The Purpose of “The Art of Living. Live” Website:
One summer morning I headed to work thinking that, since I was only teaching one class, it would be an “easy” workday. However, when my wife called me 6 hours later, I reported to her that I had not been alone in my office a single time during the entire day. I had been visiting with students and parents non-stop from the second I arrived at work until that very moment. Sadly, each of the students that came to visit were experiencing significant unhappiness. I wish I could report that this day was unusual, but it is actually quite common. Joseph Smith, the Mormon Leader, once said, “Happiness is the object and design of our existence.” I believe what he said to be true. Nearly every thought, word, and action we take is calculated to bring us happiness. However, for one reason or another, many people are not happy. Somewhere along the line I began to notice that many people were expressing similar problems, even though their stories were quite different. Before long I found that there were many other commonalities among unhappy people. I also found that I was using the same 7 or 8 ideas to help.
Over many months (that turned into years), I tried to identify and categorize the commonalities of happy and unhappy people. I became particularly interested in the common qualities and practices of “happy people.” This website is the result of my 20+ years of working with people and the research I have done professionally and personally. Here you will find ideas, born out of evidence (both anecdotal and empirical) intended to help you live your best life. To this end, the format of this site will be as unusual as the content. Instead of a chronological dialogue, you will find a series of “articles” that can be referred to in any order based on your personal needs and desires.
Additionally, I found that for many people their personal happiness was significantly affected by the level of happiness they found in their marriages and families. As an instructor and lecturer on marriage and family relations, this was no surprise. Therefore, I decided to include articles about marriage and family relationships.
How did I decide on a website? About a year ago, some close friends of ours approached me with the idea of writing a book. After careful consideration, my wife and I felt that taking time away from our growing family during these formative years would be unwise. However, we felt that perhaps a blog or website, where we could post once or twice a week, would be possible. Angela (who learned all she knew about computers in the era of DOS) began researching how to build a website. Through tremendous effort, she was able to get our site up and running—for which I am so grateful and amazed. She is still learning daily about the process of running a website and is determined to stick-with-it the best she can.
Thank you for visiting our site. We hope that something you find here will help in your personal quest for happiness.

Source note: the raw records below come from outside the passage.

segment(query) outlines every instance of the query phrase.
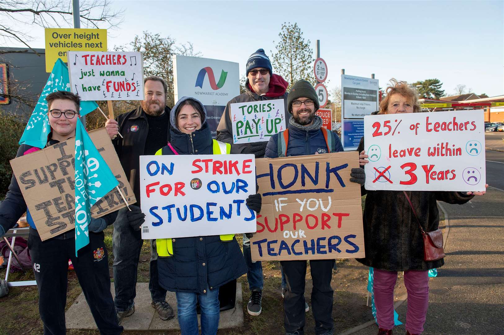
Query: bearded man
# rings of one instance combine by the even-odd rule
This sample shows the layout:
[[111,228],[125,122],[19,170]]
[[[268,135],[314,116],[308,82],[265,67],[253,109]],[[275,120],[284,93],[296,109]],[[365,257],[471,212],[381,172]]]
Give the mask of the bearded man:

We know that we do not have all of the answers, but are happy to share what we have learned over these few decades of learning. Please feel free to comment or post questions to any of the articles. We will try to respond to each of them in a timely manner.
Ryan and Angie Eggett
Ryan Eggett received his bachelor and masters degrees in Music Ed. from Brigham Young University. He received his PhD at the University of Utah in Educational Psychology. He teaches religion classes at the Orem University Institute, where he also directs the Orem Institute Singers. Ryan also directs Provo Missionary Training Center Choir, the Utah Valley Children’s choir, and the Lex de Azevedo Millennium choir. Ryan and his wife, Angie, have six children, four girls and two boys. The Eggett’s are active members of the Church of Jesus Christ of Latter-Day Saints.